Serba Serbi Efek Samping KB IUD, Benarkah Bisa Bikin Gemuk?

dr. Lestari Mustika Rini, Sp.OG   |   HaiBunda

Kamis, 29 Apr 2021 12:38 WIB

Dokter Sisipan
dr. Lestari Mustika Rini, Sp.OG
Dokter Spesialis Obstetri dan Ginekologi lulusan Fakultas Kedokteran Universitas Indonesia. Praktek dokter: RS Dr. Branata Jambi dan RS MMC Jambi.
ilustrasi kb spiral
Efek samping penggunaan KB IUD/ Foto: iStock

Mengatur jarak kehamilan menjadi hal penting yang harus Bunda lakukan dengan menggunakan alat kontrasepsi. Berbagai metode kontrasepsi itu sendiri dapat dipilih sesuai keinginan dan kenyamanan Bunda dan pasangan, serta cocok dengan kondisi tubuh. Salah satu metodenya selain pil, suntik ataupun susuk adalah dengan menggunakan KB IUD atau biasa disebut juga KB spiral.

KB IUD dapat diandalkan sebagai kontrasepsi jangka panjang dengan angka keberhasilan tinggi.
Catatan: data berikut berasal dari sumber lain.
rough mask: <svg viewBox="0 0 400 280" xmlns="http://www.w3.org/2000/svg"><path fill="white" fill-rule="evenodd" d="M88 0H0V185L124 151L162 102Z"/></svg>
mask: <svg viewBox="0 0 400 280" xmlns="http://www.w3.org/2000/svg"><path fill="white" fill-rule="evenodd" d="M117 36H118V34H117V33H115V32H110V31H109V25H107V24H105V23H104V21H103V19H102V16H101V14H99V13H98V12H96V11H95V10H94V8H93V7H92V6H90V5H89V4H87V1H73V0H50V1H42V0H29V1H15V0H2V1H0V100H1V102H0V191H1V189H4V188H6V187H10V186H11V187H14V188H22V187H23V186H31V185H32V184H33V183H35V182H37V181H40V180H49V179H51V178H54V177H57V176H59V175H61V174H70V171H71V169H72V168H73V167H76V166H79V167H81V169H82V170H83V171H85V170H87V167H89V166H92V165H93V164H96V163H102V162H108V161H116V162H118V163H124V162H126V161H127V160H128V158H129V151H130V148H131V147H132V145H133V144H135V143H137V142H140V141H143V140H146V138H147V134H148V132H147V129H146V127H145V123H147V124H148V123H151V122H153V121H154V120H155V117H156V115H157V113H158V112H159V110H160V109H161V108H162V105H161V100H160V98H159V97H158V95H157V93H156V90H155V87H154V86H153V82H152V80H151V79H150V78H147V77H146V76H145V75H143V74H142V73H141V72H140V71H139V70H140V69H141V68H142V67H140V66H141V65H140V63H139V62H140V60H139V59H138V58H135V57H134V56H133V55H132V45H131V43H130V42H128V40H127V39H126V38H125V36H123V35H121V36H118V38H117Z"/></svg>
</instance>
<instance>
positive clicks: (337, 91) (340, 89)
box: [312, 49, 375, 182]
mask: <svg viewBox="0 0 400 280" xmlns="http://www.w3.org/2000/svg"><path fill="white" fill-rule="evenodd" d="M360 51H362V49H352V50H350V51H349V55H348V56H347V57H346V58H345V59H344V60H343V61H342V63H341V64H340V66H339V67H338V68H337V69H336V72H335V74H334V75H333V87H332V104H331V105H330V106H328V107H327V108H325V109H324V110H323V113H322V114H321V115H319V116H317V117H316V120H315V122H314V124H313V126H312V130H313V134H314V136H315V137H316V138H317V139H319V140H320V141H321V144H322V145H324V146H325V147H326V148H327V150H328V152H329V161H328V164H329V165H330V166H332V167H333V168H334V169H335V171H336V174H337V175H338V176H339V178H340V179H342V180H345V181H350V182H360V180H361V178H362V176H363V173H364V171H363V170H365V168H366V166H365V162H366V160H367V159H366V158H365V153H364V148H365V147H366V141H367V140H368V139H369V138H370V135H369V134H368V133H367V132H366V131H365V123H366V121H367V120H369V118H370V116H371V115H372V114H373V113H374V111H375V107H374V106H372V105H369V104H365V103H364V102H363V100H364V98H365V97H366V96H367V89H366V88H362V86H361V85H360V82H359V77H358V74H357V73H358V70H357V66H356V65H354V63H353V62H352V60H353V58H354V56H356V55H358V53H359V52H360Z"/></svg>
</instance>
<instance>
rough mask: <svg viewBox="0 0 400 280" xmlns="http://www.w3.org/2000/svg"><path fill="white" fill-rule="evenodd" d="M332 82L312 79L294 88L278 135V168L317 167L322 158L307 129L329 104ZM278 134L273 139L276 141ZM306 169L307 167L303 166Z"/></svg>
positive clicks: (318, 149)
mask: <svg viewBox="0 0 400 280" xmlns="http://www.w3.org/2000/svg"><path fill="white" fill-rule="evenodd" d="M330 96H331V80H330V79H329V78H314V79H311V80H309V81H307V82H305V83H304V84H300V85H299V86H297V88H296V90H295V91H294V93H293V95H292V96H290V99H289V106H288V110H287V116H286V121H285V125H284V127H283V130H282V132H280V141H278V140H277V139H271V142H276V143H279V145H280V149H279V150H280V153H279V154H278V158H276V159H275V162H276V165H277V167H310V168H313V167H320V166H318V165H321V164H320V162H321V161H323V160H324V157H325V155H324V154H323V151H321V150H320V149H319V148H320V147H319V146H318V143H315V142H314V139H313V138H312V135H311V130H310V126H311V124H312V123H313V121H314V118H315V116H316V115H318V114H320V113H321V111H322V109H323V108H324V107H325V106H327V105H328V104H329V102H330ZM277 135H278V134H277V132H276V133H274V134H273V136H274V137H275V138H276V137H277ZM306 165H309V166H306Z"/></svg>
Menurut American Congress of Obstetric and Gynecologists (ACOG), tingkat kegagalan IUD untuk mencegah kehamilan kurang dari 1 persen di tahun pertama. Meski demikian, peluang terjadinya kehamilan tetap ada dan angka kegagalan akan meningkat seiring dengan lamanya penggunaan.

Bagaimana penjelasan dan cara kerjanya? Kita ulas secara lengkap di bawah ini.

KB IUD

KB IUD (intrauterine device) atau Alat Kontrasepsi Dalam Rahim (AKDR) adalah alat kontrasepsi berukuran kecil, biasanya berbentuk "T" terbuat dari plastik berukuran 3 cm yang telah disesuaikan dengan ukuran rahim dan mengandung tembaga atau hormon levonorgestrel, dan penggunaannya dimasukkan ke dalam rahim melalui vagina oleh petugas kesehatan terlatih. Terdapat pula benang IUD yang menggantung di dalam vagina tetapi tidak keluar dari vagina, yang tujuannya adalah untuk evaluasi keberadaan IUD di dalam rahim.

Mengingat pemasangan KB IUD harus melalui vagina, maka hanya boleh dipakai pada Bunda yang sudah menikah atau pernah melahirkan. Pemasangan KB IUD bisa dilakukan langsung setelah Bunda melahirkan baik persalinan normal maupun secara operasi Caesar tepat setelah plasenta dilahirkan, IUD dimasukkan ke dalam rahim. Namun pemasangan bisa juga dilakukan kapanpun, dianjurkan pada saat menstruasi agar jalan lahir (serviks) dalam kondisi terbuka sehingga dapat mengurangi rasa nyeri saat proses pemasangan.

IUD sering kali dianggap lebih baik karena cenderung lebih praktis, karena Bunda tidak perlu takut lupa meminum pil KB setiap hari atau harus suntik setiap bulan pada pengguna KB suntik. KB IUD sendiri memiliki 2 jenis yaitu IUD non-hormonal (berlapis tembaga) dan IUD hormonal (berisi hormon levonorgestrel). Apa perbedaannya?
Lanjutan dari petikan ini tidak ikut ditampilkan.